How We Improved Data Discovery for Data Scientists at Spotify

How We Improved Data Discovery for Data Scientists at Spotify

At Spotify, we believe strongly in data-informed decision making. Whether we’re considering a big shift in our product strategy or we’re making a relatively quick decision about which track to add to one of our editorially-programmed playlists, data provides a foundation for sound decision making. An insight is a conclusion drawn from data that can help influence decisions and drive change. To enable Spotifiers to make faster, smarter decisions, we’ve developed a suite of internal products to accelerate the production and consumption of insights. One of these products is Lexikon, a library of data and insights that help employees find and understand the data and knowledge generated by members of our insights community.

We’ve learned a lot since we first launched this product. In this blog post, we want to share the story of how we iterated on Lexikon to better support data discovery.

In 2016, as we started migrating to the Google Cloud Platform, we saw an explosion of dataset creation in BigQuery. At this time, we also drastically increased our hiring of insights specialists (data scientists, analysts, user researchers, etc.) at Spotify, resulting in more research and insights being produced across the company. However, research would often only have a localized impact in certain parts of the business, going unseen by others that might find it useful to influence their decision making. Datasets lacked clear ownership or documentation making it difficult for data scientists to find them. We believed that the crux of the problem was that we lacked a centralized catalog of these data and insights resources.

In early 2017, we released Lexikon, a library for data and insights, as the solution to this problem. The first release allowed users to search and browse available BigQuery tables (i.e. datasets)— as well as discover knowledge generated through past research and analysis. The insights community at Spotify was quite excited to have this new tool and it quickly became one of the most widely used tools amongst data scientists, with ~75% of data scientists using it regularly, and ~550 monthly active users.

However, months after the initial launch, we surveyed the insights community and learned that data scientists still reported data discovery as a major pain point, reporting significant time spent on finding the right dataset. The typical data scientist at Spotify works with ~25-30 different datasets in a month.
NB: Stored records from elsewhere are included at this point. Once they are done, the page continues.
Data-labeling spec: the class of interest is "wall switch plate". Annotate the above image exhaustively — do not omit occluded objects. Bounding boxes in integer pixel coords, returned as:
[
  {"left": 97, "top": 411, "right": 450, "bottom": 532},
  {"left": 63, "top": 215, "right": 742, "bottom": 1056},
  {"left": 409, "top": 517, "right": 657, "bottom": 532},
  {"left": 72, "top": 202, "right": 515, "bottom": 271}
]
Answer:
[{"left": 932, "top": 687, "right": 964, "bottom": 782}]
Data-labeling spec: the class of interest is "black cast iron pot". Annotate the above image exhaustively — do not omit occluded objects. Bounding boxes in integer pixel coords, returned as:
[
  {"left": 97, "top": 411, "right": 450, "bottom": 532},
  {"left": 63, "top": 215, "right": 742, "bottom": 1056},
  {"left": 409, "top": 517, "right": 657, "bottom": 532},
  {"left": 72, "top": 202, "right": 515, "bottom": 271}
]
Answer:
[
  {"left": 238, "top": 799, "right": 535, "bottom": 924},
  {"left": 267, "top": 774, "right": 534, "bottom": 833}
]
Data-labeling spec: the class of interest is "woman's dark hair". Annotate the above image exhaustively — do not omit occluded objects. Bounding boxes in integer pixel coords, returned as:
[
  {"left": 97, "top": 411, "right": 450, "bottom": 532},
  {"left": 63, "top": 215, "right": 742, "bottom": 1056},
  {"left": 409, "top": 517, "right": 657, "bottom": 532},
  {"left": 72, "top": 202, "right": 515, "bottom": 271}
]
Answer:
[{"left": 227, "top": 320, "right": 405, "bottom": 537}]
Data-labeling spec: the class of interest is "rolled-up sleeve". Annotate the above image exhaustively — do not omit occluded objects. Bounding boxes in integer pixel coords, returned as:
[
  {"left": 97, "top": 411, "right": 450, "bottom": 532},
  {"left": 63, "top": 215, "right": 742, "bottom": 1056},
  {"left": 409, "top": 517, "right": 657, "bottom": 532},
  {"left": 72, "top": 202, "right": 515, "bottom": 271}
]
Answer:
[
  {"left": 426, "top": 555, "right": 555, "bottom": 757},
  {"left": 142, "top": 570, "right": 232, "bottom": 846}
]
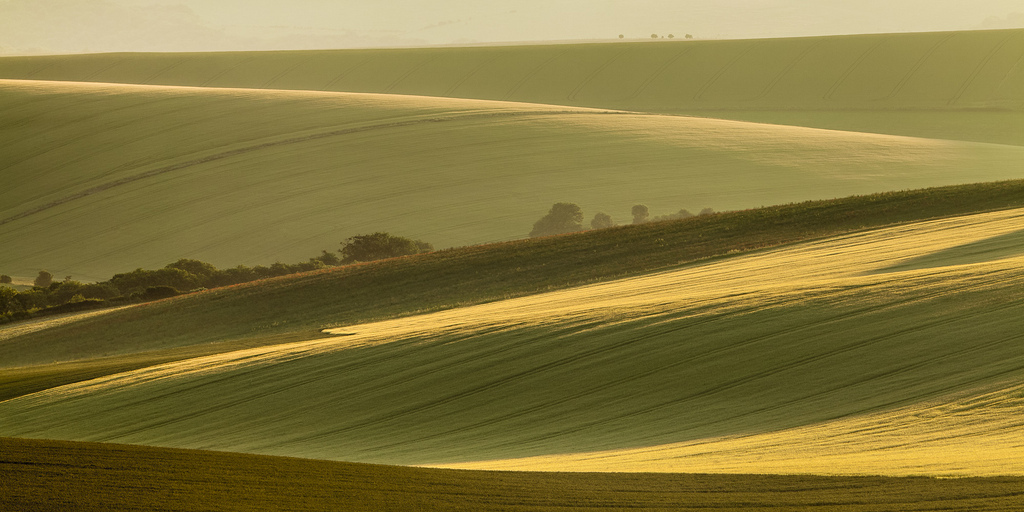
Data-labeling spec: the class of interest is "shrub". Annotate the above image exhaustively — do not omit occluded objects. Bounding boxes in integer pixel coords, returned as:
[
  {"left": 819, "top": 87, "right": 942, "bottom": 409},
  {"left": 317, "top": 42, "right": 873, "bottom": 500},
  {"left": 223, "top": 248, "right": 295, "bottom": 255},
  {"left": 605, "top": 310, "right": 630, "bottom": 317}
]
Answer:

If data discovery is time-consuming, it significantly increases the time it takes to produce insights, which means either it might take longer to make a decision informed by those insights, or worse, we won’t have enough data and insights to inform a decision.

Our team decided to focus on this specific issue by iterating on Lexikon, with the goal to improve the data discovery experience for data scientists and ultimately accelerate insights production. We were able to significantly improve the data discovery experience by (1) gaining a better understanding of our users intent, (2) enabling knowledge exchange through people, and (3) helping users get started with a dataset they’ve discovered.

To kick things off, we spent time conducting user research to learn more about our users, their needs, and their specific pain points regarding data discovery. In doing so, we were able to gain a better understanding of our users intent within the context of data discovery, and use this understanding to drive product development.

Let’s say you’re having a rough day and you want to listen to some music to lift your spirit. So, you open up Spotify, browse some of the mood playlists, and put on the Mood Booster playlist. You’ve just had a low-intent discovery experience! You had some broad goal to lift your mood and you didn’t have extremely strict requirements on what you wanted to listen to.